Her roots are in the Channel Country but the 2018 QCL Beef Achiever, Dalene Wray, is poised to walk across the world stage.
Already recognised for an impressive list of achievements at the Rabobank Beef Industry Awards dinner at Beef Australia 2018 last Monday night, Dalene, the managing director of OBE Beef Pty Ltd, is forging ahead with a plan to show the way in managing animal welfare outcomes from a production point of view.
Foreshadowed in her speech accepting the prestigious red meat award, Dalene said animal welfare was important to herself and to customers and so a way had to be found to “be impactful”.
“If the whole industry started talking about this, we might be able to do something,” she said.
Under Dalene’s guidance, OBE’s contribution will be through an animal welfare committee, made up of producers who supply livestock to them, producers outside its supply chain, a veterinarian, and customers from Dubai, and is set to have its first meeting on May 16.
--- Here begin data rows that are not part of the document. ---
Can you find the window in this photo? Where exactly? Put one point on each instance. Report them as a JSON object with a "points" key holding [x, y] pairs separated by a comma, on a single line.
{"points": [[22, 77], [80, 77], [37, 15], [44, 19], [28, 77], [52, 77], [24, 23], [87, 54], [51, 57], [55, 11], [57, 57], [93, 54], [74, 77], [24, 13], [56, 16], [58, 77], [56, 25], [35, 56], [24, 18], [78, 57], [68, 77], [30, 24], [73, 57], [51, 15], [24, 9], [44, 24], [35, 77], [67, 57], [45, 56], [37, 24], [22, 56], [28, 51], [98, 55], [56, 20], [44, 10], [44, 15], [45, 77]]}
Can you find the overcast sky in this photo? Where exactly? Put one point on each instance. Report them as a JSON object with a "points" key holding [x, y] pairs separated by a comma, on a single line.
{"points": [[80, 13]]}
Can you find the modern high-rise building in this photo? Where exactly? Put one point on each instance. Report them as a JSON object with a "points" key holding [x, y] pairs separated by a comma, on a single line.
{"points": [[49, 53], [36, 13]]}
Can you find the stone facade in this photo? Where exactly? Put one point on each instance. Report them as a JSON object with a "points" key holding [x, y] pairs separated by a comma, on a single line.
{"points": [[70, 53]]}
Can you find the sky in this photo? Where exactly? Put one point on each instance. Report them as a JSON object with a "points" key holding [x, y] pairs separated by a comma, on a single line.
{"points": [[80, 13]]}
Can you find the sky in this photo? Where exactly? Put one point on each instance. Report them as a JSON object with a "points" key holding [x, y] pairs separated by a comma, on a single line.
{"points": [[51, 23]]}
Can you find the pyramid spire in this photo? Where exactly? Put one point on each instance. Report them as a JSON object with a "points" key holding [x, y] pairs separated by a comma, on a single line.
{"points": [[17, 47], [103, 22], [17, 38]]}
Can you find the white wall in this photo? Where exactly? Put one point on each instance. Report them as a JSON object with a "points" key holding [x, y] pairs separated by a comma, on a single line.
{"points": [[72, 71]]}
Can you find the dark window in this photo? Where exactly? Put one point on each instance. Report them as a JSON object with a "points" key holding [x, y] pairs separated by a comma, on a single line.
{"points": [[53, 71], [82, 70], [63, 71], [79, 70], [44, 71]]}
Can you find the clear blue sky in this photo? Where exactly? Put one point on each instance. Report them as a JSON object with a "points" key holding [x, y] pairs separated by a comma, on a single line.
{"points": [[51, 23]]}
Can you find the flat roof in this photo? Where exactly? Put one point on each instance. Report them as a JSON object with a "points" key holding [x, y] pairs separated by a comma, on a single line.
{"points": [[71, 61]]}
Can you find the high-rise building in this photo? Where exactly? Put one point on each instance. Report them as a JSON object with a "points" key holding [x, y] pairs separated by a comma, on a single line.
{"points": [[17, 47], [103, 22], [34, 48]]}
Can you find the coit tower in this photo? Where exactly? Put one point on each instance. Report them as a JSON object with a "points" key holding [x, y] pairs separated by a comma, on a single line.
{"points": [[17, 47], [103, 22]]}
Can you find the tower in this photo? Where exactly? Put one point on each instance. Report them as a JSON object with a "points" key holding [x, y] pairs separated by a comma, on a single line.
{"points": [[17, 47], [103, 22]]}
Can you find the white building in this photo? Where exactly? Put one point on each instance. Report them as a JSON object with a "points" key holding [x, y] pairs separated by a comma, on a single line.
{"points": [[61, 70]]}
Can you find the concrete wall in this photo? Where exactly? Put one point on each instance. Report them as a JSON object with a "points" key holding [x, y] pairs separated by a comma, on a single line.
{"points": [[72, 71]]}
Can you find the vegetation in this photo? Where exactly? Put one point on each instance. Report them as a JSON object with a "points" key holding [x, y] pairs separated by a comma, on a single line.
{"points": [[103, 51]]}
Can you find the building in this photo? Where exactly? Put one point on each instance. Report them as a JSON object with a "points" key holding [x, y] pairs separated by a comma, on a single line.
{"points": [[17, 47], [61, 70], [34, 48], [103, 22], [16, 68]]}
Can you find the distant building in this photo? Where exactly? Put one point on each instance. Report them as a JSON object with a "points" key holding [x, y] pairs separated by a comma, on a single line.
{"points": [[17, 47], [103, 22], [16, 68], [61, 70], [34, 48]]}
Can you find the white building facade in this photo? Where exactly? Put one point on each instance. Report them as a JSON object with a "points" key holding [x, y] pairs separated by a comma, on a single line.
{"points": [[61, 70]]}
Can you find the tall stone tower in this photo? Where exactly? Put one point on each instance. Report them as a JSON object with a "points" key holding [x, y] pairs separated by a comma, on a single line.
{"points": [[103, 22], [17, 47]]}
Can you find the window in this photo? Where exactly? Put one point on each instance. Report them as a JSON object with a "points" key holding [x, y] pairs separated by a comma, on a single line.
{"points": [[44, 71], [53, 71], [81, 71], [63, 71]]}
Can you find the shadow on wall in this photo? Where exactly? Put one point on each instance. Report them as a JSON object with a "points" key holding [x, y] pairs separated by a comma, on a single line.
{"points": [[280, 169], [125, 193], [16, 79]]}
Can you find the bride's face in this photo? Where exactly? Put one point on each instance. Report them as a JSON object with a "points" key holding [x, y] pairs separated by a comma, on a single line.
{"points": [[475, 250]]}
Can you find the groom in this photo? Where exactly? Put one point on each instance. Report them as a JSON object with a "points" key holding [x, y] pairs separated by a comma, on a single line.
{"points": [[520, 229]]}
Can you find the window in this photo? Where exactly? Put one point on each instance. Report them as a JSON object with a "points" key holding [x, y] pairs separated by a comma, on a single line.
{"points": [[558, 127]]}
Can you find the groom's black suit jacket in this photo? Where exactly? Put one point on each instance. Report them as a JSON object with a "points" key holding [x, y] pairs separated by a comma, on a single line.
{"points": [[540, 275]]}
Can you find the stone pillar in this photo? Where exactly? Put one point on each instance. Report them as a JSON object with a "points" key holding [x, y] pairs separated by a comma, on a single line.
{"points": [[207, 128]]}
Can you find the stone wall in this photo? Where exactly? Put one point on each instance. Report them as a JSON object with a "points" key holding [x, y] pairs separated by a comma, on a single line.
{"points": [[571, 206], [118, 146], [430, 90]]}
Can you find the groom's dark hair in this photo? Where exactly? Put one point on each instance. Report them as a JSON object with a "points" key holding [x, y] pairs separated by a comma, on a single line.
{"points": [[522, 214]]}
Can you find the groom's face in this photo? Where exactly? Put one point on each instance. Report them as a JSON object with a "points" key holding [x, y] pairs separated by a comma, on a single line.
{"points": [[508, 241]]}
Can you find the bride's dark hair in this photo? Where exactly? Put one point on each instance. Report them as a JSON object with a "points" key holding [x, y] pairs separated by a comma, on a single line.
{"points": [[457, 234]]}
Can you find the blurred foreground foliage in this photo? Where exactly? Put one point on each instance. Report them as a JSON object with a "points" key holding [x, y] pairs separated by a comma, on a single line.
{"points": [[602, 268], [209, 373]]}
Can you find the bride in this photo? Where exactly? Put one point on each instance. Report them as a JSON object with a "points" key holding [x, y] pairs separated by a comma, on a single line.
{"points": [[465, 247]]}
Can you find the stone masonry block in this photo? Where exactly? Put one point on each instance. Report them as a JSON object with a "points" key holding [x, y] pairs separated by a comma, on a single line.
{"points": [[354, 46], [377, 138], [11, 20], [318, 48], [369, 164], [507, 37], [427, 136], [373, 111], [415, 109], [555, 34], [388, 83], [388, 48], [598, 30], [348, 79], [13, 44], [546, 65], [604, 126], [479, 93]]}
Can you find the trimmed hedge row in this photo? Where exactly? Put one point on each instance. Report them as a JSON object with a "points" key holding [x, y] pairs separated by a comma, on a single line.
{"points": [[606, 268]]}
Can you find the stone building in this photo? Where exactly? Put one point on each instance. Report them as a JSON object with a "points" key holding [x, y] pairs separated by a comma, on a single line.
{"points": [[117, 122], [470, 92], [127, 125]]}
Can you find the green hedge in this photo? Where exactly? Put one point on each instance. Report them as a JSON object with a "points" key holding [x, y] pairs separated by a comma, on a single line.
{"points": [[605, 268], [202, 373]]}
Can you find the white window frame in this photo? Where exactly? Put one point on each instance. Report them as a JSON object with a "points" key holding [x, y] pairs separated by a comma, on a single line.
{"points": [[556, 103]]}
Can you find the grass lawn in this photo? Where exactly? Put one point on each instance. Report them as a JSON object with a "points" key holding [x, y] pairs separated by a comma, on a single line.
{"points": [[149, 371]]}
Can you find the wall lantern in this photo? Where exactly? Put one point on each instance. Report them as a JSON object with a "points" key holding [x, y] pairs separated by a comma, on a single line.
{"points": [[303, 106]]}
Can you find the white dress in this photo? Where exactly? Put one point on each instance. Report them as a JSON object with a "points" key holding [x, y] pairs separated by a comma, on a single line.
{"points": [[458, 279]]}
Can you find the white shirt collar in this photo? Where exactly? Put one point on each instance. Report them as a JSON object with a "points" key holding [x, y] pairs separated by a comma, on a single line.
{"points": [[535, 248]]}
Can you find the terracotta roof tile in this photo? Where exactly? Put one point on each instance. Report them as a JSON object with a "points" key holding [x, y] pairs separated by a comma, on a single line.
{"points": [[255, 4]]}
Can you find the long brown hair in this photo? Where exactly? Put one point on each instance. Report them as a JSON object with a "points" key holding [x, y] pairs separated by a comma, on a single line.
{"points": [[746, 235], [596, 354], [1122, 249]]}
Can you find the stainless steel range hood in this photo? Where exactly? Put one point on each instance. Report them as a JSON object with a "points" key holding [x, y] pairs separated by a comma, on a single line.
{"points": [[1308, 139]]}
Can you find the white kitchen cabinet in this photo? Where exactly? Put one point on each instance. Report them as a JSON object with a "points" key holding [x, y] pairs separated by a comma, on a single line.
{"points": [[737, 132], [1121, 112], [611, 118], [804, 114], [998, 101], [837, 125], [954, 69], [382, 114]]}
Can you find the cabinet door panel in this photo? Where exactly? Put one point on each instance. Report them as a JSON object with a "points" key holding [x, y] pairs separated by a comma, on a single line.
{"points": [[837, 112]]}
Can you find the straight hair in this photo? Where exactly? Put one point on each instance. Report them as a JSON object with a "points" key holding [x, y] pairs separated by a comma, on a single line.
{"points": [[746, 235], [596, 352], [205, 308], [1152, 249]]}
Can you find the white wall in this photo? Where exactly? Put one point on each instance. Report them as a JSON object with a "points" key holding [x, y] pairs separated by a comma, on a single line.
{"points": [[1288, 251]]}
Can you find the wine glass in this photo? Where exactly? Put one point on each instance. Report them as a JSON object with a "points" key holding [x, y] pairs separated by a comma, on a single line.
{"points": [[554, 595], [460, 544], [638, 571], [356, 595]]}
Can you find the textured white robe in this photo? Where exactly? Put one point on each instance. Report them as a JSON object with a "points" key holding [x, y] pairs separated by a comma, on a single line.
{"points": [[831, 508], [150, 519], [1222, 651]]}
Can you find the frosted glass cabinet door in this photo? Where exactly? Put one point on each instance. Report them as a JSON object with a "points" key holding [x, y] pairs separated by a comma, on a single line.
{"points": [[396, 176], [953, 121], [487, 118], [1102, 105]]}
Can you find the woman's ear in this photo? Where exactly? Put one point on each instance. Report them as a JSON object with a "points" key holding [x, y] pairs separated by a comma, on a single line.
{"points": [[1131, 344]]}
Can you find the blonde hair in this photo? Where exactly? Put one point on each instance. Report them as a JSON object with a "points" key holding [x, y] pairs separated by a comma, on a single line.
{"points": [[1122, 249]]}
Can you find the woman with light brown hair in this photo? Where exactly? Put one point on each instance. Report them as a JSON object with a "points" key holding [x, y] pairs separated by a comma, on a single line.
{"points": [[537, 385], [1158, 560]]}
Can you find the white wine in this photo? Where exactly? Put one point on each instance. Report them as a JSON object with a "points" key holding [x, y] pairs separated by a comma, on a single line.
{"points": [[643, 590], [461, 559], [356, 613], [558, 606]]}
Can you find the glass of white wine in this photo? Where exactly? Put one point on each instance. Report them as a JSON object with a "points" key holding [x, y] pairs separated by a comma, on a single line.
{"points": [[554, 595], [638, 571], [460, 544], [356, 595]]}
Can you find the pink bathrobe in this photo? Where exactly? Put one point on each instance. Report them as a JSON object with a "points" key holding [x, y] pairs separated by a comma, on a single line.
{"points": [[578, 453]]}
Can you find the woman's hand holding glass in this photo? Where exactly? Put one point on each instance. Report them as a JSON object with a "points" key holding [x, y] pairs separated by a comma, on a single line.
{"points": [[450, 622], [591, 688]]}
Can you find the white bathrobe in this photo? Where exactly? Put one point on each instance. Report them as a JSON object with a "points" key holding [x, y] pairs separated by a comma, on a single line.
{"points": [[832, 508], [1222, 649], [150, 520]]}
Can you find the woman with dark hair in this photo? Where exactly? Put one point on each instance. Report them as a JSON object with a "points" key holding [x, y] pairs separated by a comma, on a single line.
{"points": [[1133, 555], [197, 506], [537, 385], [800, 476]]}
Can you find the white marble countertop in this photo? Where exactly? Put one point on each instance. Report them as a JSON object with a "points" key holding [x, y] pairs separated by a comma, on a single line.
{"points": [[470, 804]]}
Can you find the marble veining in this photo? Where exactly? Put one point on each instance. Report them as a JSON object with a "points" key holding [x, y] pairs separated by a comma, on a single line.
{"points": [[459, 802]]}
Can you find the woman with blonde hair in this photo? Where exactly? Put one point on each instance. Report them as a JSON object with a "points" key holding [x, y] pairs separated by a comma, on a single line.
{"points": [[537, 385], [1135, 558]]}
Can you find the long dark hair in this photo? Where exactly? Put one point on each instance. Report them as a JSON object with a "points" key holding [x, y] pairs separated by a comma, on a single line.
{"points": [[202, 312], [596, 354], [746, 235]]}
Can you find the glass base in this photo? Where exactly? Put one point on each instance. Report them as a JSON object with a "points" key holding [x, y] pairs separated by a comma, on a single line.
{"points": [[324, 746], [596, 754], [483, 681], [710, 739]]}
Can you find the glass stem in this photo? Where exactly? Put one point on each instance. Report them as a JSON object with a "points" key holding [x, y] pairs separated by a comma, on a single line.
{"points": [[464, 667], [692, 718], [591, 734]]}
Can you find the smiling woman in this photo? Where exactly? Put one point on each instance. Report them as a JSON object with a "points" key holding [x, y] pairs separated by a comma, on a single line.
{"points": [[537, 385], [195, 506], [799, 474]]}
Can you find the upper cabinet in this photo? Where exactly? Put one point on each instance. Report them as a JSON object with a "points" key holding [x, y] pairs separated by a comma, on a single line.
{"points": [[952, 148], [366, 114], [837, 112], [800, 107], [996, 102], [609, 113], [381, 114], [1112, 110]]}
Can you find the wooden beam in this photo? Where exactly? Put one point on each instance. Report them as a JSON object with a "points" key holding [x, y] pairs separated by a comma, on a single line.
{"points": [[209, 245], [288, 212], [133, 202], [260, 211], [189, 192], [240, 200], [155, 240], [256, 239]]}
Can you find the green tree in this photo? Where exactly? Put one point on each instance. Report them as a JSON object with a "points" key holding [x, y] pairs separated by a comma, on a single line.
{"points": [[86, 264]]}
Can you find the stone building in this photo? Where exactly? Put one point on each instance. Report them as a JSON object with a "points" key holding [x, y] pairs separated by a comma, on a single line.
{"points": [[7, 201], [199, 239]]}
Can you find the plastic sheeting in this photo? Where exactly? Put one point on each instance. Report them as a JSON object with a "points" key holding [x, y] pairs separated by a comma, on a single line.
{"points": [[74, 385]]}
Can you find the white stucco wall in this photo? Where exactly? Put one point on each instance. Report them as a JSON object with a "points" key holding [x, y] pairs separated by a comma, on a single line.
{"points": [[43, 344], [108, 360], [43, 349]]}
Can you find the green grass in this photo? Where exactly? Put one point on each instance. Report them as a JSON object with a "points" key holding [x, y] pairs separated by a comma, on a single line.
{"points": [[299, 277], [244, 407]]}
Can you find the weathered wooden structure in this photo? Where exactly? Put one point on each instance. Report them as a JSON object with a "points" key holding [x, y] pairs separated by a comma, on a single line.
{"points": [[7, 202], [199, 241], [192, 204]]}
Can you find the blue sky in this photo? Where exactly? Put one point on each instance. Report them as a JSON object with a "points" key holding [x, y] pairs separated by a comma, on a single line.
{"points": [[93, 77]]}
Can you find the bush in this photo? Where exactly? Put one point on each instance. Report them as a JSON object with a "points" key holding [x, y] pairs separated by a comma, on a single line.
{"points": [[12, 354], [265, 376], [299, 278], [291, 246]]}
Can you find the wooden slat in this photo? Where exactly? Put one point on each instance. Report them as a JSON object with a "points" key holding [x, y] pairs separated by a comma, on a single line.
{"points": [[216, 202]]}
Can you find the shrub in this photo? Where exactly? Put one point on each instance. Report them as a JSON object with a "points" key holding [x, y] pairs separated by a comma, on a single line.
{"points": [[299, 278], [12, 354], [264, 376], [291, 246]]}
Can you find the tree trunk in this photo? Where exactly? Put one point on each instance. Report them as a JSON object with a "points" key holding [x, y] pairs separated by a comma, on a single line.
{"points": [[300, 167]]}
They’ll be asked to help the organic meat company consider what they’re already doing and suggest improvements they could make.
“I think we’ll be running risks and positives past them, and areas of improvement, and see whether producers accept them,” she said.
The idea came after an industry peer sent Dalene an animal welfare benchmark report, the criteria of which she quickly ran through with OBE producers in mind.
“I said, OBE can do all that but then I thought, maybe not.”
As far as she was aware, OBE will be the only livestock management group in Australia dealing with animal welfare issues this way.
It’s a trademark move from the woman who initiated a Reconciliation Action Plan for the company, another first for an Australian agribusiness.
Making the announcement in January, Dalene said it aimed to create social change and economic opportunities for Aboriginal and Torres Strait Islander people in their group, and to show the way for others to do the same.
Dalene is the first woman to win the QCL Beef Achiever award and she acknowledged that, as someone who left her Birdsville home at the age of 12 to attend boarding school, then spending six years living in Hong Kong, she would be seen as an unlikely winner.
“It’s an honour, among so many beef achievers here tonight, to receive this,” she said. “I’ve never worked in a stock camp, never mustered.”
The industry accepted her as the managing director of the company though, recognised by Dalene on Monday night when she thanked “the Stanbroke crew” on one of the tables.
“I was a young girl when I stepped into the Valley Beef abattoir and I really appreciate the support I got from them,” she said.
Dalene described herself as a “millennial mum” because of her drive for innovation and digital adoption, and her recognition of both clean and green and animal welfare issues.
“I’m the consumer the beef industry is targeting,” she said. “I’ve lived overseas and I understand what they’re looking for.”
Leading a small team of 10 based in Brisbane, she paid tribute to the company’s founders, Peter Schmidt, Scott Frazer and her father, David Brook, at the awards dinner.
She has driven a number of innovations in the business to improve the sustainability of beef supply chains, including partnering with GrazingBMP to improve farmer profitability and productivity; webinars to improve farm safety; and introducing a program to measure the extent and cost of disease and parasites in cattle, using carcase data.
She has also hosted forums to encourage outback producers to adopt technology, and advocated for improved bush broadband connectivity.
She speaks English, French, Spanish and Afrikaans, and has lived in the densely populated cities of Asia, building relationships and markets that have helped to further enhance the profile and reputation of the Australian beef sector offshore.
Back in Australia, Dalene continues to wear many hats, as a member of the Telstra Queensland Regional Advisory Committee, as an industry advisory group member for the Australian Government Farm Cooperative Project, and as a member of the DFAT Council for Australian Arab Relations.
Showing the importance of reconciliation to her beliefs, Dalene concluded her acceptance speech by saying she likened her win to the 2018 NAIDOC Week theme – Because of her, we can!